The second question, as to the purifying and regenerative effects of Christianity, may be answered by a simple denial of the facts. To make good this denial at the present time and place is obviously impossible, but the open-minded reader may be referred to two popular and succinct statements of the case from this point of view, in the late Cotter Morison’s Service of Man and in Mr. McCabe’s recently published work, The Bible in Europe. In short, it can be very easily and conclusively shown that not a single one of the beneficent effects ascribed to the advent of the Christian religion in the Roman Empire are really due to it, but, in so far as they rest on facts, are traceable to quite other causes – causes in most cases already in operation before Christianity dawned on the world.

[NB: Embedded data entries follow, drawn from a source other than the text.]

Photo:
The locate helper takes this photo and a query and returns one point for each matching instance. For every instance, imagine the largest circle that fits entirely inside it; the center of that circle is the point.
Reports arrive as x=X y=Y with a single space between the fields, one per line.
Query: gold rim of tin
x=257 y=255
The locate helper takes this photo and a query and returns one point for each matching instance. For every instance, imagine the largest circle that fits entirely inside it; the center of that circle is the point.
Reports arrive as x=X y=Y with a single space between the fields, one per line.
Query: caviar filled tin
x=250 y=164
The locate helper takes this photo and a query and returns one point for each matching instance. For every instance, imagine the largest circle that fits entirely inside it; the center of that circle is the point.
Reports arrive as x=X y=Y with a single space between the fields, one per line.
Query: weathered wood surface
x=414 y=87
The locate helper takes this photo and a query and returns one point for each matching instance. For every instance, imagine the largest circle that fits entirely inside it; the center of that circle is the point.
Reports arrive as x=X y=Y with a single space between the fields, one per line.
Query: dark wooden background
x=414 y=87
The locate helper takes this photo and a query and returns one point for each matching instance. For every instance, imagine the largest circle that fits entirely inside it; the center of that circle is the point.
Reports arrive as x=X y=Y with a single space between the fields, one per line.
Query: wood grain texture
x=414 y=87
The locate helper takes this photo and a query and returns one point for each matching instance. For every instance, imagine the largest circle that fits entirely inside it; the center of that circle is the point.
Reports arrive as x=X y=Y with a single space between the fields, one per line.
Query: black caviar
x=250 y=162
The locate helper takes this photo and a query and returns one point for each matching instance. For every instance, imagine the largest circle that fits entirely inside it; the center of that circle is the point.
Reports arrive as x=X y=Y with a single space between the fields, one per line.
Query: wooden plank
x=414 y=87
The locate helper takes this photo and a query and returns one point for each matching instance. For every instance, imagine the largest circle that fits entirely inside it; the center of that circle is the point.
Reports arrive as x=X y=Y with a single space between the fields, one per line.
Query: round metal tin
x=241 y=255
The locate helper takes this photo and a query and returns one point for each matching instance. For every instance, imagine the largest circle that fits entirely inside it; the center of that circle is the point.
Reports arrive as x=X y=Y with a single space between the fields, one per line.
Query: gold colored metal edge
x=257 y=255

On the other hand, two things Christianity has undoubtedly given to the world, viz., religious persecution and religious hypocrisy. A Catholic bishop had the effrontery, after the murder of Ferrer, to talk in an encyclical about the antagonism of the wicked world to “Christ and his church.” Yes, there has been, is, and will continue so long as a vestige of organised Christianity remains an antagonism between all that is best in the world, all that is worth living and fighting for in human affairs, and the solid phalanx of opposition to knowledge backed by cruelty, toadyism to wealth, privilege, and lust of oligarchic power, for which in the main “Christ and his church” have always stood. The men of movements are, after all, largely symbols. It may well be that the Idealist, the Socialist and the Freethinker, of the future will oppose to the memory of the self-praising Galilean of what by an arbitrary convention (as reckoning from the 27th year of Augustus, A.U.C. 753) we term the first century, that of the self-effacing Catalonian of what by the same reckoning we term the twentieth century.

 

Note

1. The unscrupulously partisan nature of the Gospel narrative is strikingly exemplified in the treatment of a rival agitator to Jesus. “Barabbas,” whose name is now a byeword, but which simply means the son of Abba, is abusively styled a “robber,” and is accused of “committing murder” in an insurrection. The data given would simply seem to indicate that this son of Abba was a leader of one of the numerous abortive émeutes occurring in Jerusalem at the time, and that his worst crime was probably an excess of patriotic zeal and religious enthusiasm. Insurrections are not generally made with rose-water, and that lives were lost in street-fighting is likely enough, but to charge “Barabbas “ with “murder” looks like sheer malignancy. How about the attack on the persons lawfully engaged in earning their livelihood in the forecourt of the Temple by Jesus and his followers? For, as Mr. Sturt has recently shown, it is quite clear that this incident, if historical at all, implies the armed raid of a band, by whom the Temple authorities were for the time being overpowered. Would lives lost in this case have meant “murder”? It would seem from the narrative that the parallel between the cases of Barabbas and Jesus was obvious alike to Pilate and the Jerusalem mob.